Jean-Claude Juncker: Nous retomberions sur le traité de Nice et sur, en dépit des mérites que ce traité peut avoir, sur ses faiblesses, sur ses lacunes. Le traité de Nice n’est pas fait pour une Europe élargie à Vingt-cinq, n’est pas fait pour permettre à l’Europe de répondre présent à ses ambitions qui datent depuis la fin de la Seconde Guerre mondiale jusqu’à aujourd’hui. Je crois que le traité de Nice, si vous me permettez l’expression, est trop faible pour permettre à l’Europe d’intervenir en tant que partenaire fort sur la scène politique internationale.

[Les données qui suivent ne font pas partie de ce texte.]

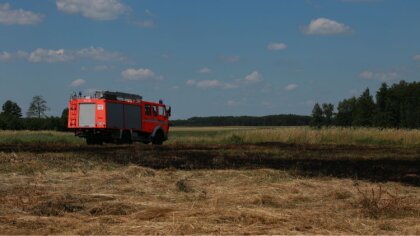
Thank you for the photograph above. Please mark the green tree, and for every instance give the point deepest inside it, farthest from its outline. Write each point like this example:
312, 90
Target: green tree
10, 117
345, 112
11, 109
328, 111
364, 110
382, 116
38, 107
316, 119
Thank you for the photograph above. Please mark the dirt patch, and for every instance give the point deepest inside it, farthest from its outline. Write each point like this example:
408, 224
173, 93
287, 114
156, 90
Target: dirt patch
113, 209
153, 213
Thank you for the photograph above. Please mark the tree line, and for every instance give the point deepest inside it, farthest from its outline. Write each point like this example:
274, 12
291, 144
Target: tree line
271, 120
395, 106
11, 117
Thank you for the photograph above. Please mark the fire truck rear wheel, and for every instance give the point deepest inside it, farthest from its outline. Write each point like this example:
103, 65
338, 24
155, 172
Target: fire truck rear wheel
126, 137
158, 139
93, 141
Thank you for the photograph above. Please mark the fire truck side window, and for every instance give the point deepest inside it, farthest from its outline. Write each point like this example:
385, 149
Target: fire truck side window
154, 110
147, 110
161, 111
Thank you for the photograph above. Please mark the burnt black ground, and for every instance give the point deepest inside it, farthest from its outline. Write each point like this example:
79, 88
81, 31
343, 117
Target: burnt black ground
373, 163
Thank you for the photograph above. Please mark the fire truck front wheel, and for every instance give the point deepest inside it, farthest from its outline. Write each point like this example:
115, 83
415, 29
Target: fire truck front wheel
158, 138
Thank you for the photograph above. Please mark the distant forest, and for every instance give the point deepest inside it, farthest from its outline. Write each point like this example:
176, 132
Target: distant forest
394, 106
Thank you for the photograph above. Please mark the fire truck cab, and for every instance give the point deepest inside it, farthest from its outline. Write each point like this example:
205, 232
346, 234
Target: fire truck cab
115, 117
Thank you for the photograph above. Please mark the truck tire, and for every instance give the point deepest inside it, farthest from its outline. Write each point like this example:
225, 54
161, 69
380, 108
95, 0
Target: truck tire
93, 141
158, 139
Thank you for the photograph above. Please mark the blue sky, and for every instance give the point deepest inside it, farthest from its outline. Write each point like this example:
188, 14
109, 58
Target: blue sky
231, 57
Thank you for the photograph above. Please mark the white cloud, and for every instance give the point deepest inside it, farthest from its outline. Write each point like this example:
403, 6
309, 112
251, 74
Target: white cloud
381, 76
145, 23
232, 103
94, 9
204, 70
5, 56
210, 84
230, 59
254, 77
276, 46
62, 55
291, 87
9, 16
49, 56
98, 68
100, 54
139, 74
78, 83
324, 26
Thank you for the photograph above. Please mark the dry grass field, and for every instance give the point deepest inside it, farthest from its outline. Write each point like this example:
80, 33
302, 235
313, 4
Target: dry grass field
226, 184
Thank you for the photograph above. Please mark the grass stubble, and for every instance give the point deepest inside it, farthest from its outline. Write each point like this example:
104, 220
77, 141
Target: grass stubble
87, 193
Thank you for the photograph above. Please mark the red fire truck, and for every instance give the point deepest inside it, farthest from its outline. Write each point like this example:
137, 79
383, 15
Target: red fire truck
115, 117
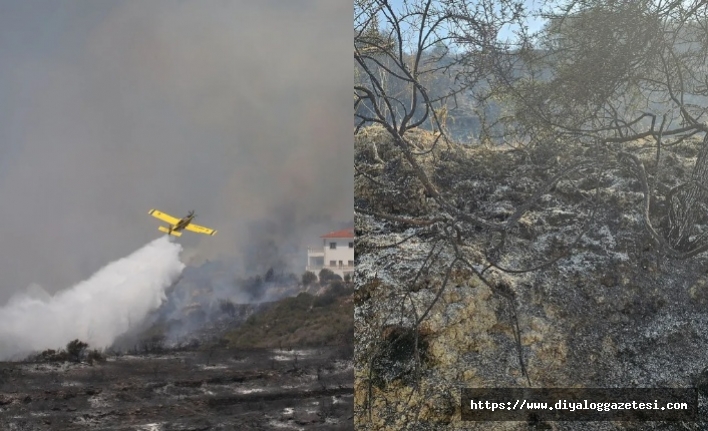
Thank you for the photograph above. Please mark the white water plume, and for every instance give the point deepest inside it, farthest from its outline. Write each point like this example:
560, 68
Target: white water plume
96, 310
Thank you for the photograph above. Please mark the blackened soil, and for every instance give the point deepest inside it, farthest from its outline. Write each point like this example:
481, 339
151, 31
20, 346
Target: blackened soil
182, 390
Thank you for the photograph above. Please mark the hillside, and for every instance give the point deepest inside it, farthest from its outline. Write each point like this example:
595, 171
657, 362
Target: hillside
576, 294
302, 321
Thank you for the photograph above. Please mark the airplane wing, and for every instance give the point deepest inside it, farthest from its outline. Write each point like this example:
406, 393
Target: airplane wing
164, 217
200, 229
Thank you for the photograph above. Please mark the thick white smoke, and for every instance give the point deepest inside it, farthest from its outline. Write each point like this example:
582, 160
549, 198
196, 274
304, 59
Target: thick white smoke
96, 310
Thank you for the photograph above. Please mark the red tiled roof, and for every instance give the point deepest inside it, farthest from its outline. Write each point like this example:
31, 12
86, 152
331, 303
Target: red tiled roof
344, 233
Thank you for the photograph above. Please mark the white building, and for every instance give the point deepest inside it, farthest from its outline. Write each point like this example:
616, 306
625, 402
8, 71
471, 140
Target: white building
336, 254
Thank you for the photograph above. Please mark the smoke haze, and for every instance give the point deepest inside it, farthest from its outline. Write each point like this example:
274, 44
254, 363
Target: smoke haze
96, 310
239, 110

Et donc, je crois que la seule possibilité que nous ayons en Europe pour avancer vraiment, et d’un point de vue social, et d’un point de vue des coordinations des politiques économiques, et d’un point de vue de la réaffirmation plus forte que jusqu’à présent, est que le rôle international de l’Europe passe par un « oui » français. Si la France devait dire "non", nous allons continuer le processus de ratification, puisque plan B, il ne pourrait y en avoir, mais nous perdrions, si jamais nous n’arrivions pas à la fin, à Vingt-cinq, du processus de ratification, nous perdrions des années utiles à la construction d’une Europe plus forte, plus influente, plus solidaire, plus démocratique et plus sociale.

Hervé Béroud: Monsieur Juncker, Premier ministre du Luxembourg et président en exercice de l’Union européenne, merci beaucoup d’avoir été notre invité ce soir.

Jean-Claude Juncker: Je vous en prie.